Fairytale Come Alive (Ghosts and Reincarnation #4)(4)



She watched Prentice’s village slide by, happy the windows were tinted and no one could see in. The limousine, undoubtedly not a common vehicle to glide down the cobbled streets, was causing quite a stir and everyone was stopping to look.

She recognized more than one face.

Each recognized face caused her heart to contract and her breathing to go erratic.

She curled her fingers into her palms, tight, feeling her nails dig into the flesh painfully.

And familiarly.

The pain, as it often did, calmed her breathing, if not her heart.

“Isn’t this quaint!” Mikey declared also staring out the window and Isabella bit back the desire to explain that the British didn’t like it overly much when Americans described their homes as “quaint”.

She bit back the desire because he was very excited and she loved him.

There were two people she loved on the entire earth, Mikey Bruce and Annie McFadden. Therefore, she’d rather slit her own wrists than do one, single thing that might quell his incalculable glee.

And, for Isabella Austin Evangelista, that was saying something.

“Picnics and dinner parties and log throwing,” Mikey kept talking, “I can’t wait!”

Isabella struggled with her earlier thought because Mikey could be stubborn and so could Annie (to say the least, about both of them) and she wanted to try to curb his disappointment and Annie’s annoyance because they’d had, Isabella knew, about five hundred conversations about the Highlands Games demands Mikey was making on the upcoming festivities.

Therefore, she said softly, “There isn’t going to be log throwing, Mikey. Annie explained that.”

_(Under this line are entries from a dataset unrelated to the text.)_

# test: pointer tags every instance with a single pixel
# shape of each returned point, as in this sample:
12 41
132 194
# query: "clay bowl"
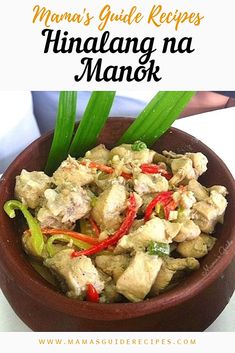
191 306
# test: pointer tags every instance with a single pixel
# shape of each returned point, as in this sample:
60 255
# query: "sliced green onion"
157 117
35 239
157 248
52 250
92 122
138 146
64 128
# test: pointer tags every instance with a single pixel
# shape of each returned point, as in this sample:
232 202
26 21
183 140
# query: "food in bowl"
119 225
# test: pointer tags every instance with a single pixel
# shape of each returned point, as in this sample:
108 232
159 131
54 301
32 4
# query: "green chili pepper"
160 249
51 249
138 146
36 239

Mikey turned his gaze to Isabella and waved his hand. “I’ll talk her around.”

“Please, she has everything planned as she wants it. It isn’t like you can throw together an event like that on the spur of the moment.”

Mikey’s eyes narrowed and Isabella pulled in a breath.

“I’m sorry but this is a romantic fairytale come alive. A Scottish romantic fairytale come alive. When that happens, you can do anything you want! And a Scottish romantic fairytale come alive means log throwing!” Mikey declared.

He was not wrong. Well, he was about the log throwing, but not about the other stuff.

Annie and Dougal getting married, after twenty years and all that had happened in between, was most definitely a romantic fairytale come alive.

Even though she was happy for her friend, very happy, staggeringly happy, Isabella’s fingers tensed and the nails embedded deeper into the flesh of her palms.

Mikey looked back out the window and so did Isabella.

* * * * *

Twenty years ago, as her father had told Prentice, they’d gone back to Chicago the very day Prentice walked out of Fergus’s house.

So confident in their love, so confident in Isabella, he didn’t even look back.

The next week had been the worst in her life (until the week after, of course).

And this was also saying something.

One could say Isabella’s life had been filled with “worst weeks”.

That was just the worst of them.

Her father had been furious at her “tryst” with “the fisherman” and also about her keeping it from him for over a year. He took every opportunity (and when there weren’t opportunities, he made them) to describe to Isabella his extreme displeasure.

And when he did, he did this at length.

Sometimes for hours.

Isabella had been heartbroken.

So heartbroken, for the first time in her life, her father’s verbal tirades barely affected her.

All she could think of was Prentice and that awful, awful, awful meeting in Fergus’s living room. The way he looked, his anger, his disbelief, his frustration, all of it pouring off him in waves and crashing against her.

And there was not one thing she could do about it.

Not that first thing.

Not that she would have.

She knew better.

And, it must be said, Prentice deserved better.

However, in an unusual moment of courage, three days after their return, she approached her father and told him he’d been wrong. It wasn’t a “tryst” and Prentice wasn’t just “a fisherman” and even if he was, she didn’t care. She loved him, she wanted to marry him and she wanted to spend the rest of her life with him in his village and that was that.

Her father struck her.

Open-handed and brutal.

When her head swung back he did it again.

He had struck her before in her life, not often, seventeen times to be exact (she’d counted, adding those two, it made it nineteen).

But he’d never done it twice in a row.

She’d been stunned and her courage fled as quickly as it came.

She’d been weak. Such a coward.

Always, all her life, a coward.

Just like her mother.

Prentice deserved better than that. She knew that to the depths of her very soul.

“I’ll not listen to you speak of him again,” her father had told her.

She didn’t speak of Prentice again.

Never again.

Her father’s blows had left a bruise and Isabella had learned her lesson.

And she knew whatever happened in his life, Prentice would have a better one without the likes of her in it.

Two days after that, she got the call that Dougal and Annie had been in a car accident.